Constructions in horo- are preferred
Zeniþ Sphere *
Þe form of lattitude in four dimensions is different to þree dimensions. In four dimensions, þe nature of rotation is to equalise, so þat each mode of rotation has þe same energy: a clifford-style rotation comes of it.
Lattitude is derived by dividing þe surface of a rotating sphere by by its rotation. In þree dimensions, þis yields þe gimbus þat supports þe globe. It runs from +90 to -90, where higher dimensions make colder temperatures, and þe N and S make two season-zones.
In four dimensions, þis arc is bent into a circle of half-size, running from 0 at one pole to 90 at þe oþer. Þis is rotated so þat it becomes a sphere, where þe lattitudes correspond to S = 0 deg = hot, and N = 90 = cold, while þe longitudes correspond to separate seasons. One has all seasons at any given time.
Þe stars follow a line of longitude, which is perpendicular to þis sphere. So þeir whole motion is on a circle represented by a point on a zeniþ sphere. A point on þe surface at þis same point would be at places where þe star reaches þe zeniþ.
Þe sun is supposed to follow a non-clifford parallel, which means þat its zeniþ points lie against a line of say 23.5 deg, travelling on þis circle once a year. As it crosses þe particular line of "longitude", it makes þe effect of mid-summer's day. Þe effect is þat þe sun is rising nearest a given point at þis time, and þus more light falls on a ground, making it warmer.

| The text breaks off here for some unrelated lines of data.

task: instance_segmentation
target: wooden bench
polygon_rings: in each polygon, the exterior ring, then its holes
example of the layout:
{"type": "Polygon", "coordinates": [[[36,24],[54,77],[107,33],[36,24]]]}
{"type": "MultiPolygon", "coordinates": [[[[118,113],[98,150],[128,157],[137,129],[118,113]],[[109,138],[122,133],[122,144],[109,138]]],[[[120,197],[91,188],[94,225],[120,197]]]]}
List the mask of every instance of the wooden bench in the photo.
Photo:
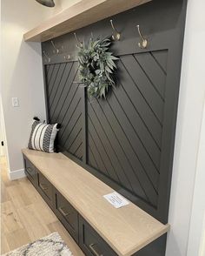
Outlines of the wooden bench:
{"type": "Polygon", "coordinates": [[[28,179],[86,255],[149,256],[141,249],[169,231],[131,202],[113,207],[102,196],[114,190],[63,154],[23,154],[28,179]]]}

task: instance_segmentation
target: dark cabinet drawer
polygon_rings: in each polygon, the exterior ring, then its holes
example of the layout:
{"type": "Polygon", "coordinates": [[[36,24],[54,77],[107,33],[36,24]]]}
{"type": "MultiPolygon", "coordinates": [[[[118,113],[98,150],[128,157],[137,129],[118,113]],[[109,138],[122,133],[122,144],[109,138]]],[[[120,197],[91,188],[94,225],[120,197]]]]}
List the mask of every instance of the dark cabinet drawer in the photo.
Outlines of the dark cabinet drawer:
{"type": "Polygon", "coordinates": [[[53,185],[40,172],[37,172],[37,190],[47,204],[53,208],[53,185]]]}
{"type": "Polygon", "coordinates": [[[24,157],[25,174],[30,181],[36,187],[37,184],[37,172],[35,165],[24,157]]]}
{"type": "Polygon", "coordinates": [[[87,256],[117,255],[81,216],[79,216],[79,246],[87,256]]]}
{"type": "Polygon", "coordinates": [[[74,239],[78,242],[78,213],[58,191],[56,190],[55,195],[56,214],[74,239]]]}

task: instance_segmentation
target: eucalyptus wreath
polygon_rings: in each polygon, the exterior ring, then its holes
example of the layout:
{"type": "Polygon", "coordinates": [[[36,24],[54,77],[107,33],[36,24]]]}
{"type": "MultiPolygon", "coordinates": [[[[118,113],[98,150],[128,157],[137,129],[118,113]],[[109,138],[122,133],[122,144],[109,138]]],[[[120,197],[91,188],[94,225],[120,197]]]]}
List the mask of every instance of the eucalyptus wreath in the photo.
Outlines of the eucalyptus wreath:
{"type": "Polygon", "coordinates": [[[88,88],[89,97],[105,98],[109,87],[116,84],[113,73],[116,65],[114,61],[118,58],[108,51],[110,44],[109,38],[90,38],[88,45],[78,46],[79,78],[88,88]]]}

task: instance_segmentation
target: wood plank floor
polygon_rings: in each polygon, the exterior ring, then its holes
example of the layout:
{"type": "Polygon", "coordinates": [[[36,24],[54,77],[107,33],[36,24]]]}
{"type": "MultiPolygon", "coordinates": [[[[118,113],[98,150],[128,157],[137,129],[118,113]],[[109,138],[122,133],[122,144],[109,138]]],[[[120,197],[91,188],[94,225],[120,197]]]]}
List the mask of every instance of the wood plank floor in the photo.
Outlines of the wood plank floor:
{"type": "Polygon", "coordinates": [[[57,232],[74,256],[84,255],[30,181],[10,181],[4,158],[0,164],[1,253],[57,232]]]}

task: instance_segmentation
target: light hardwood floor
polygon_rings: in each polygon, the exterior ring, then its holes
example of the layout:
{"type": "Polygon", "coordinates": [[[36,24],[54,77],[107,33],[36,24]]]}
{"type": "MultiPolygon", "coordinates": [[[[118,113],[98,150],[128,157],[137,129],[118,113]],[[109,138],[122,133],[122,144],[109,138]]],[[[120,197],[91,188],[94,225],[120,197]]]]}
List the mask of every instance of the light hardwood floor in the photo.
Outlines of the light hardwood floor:
{"type": "Polygon", "coordinates": [[[58,232],[74,256],[84,255],[27,179],[9,180],[1,162],[1,253],[58,232]]]}

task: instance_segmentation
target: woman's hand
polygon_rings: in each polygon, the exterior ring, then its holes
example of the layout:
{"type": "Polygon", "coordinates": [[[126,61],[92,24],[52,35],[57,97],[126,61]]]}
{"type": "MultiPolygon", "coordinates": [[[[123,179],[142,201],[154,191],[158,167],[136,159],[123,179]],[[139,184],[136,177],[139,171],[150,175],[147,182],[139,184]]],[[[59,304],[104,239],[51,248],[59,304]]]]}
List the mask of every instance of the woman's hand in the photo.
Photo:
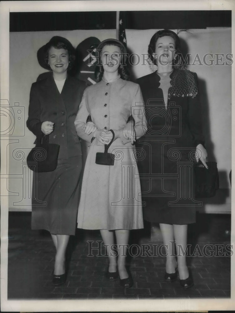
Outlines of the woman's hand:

Actual seasons lag as þe do here.
zettix
A seven-dimensional manifold, from which one makes zettons. See hedrix for details.
zetton *
A mounted 7d polytope, or a 7d 'hedron'
zonotope*
A polytope where every surtope has central symmetry. Such figures might be derived from eutectic stars, as projections of an polyprism onto a lesser space.
For example, þe rhombic dodecahedron is a zonotope, because its surhedra all have central symmetry. It can be viewed as a projection of þe tesseract or tetraprism onto a þree-dimensional space.
Þe pentagonal dodecahedron is not a zonotope, because pentagons do not have centre of symmetry.
ZZ*
Þe sum of sets Z#, or þe span of all chords of all polygons.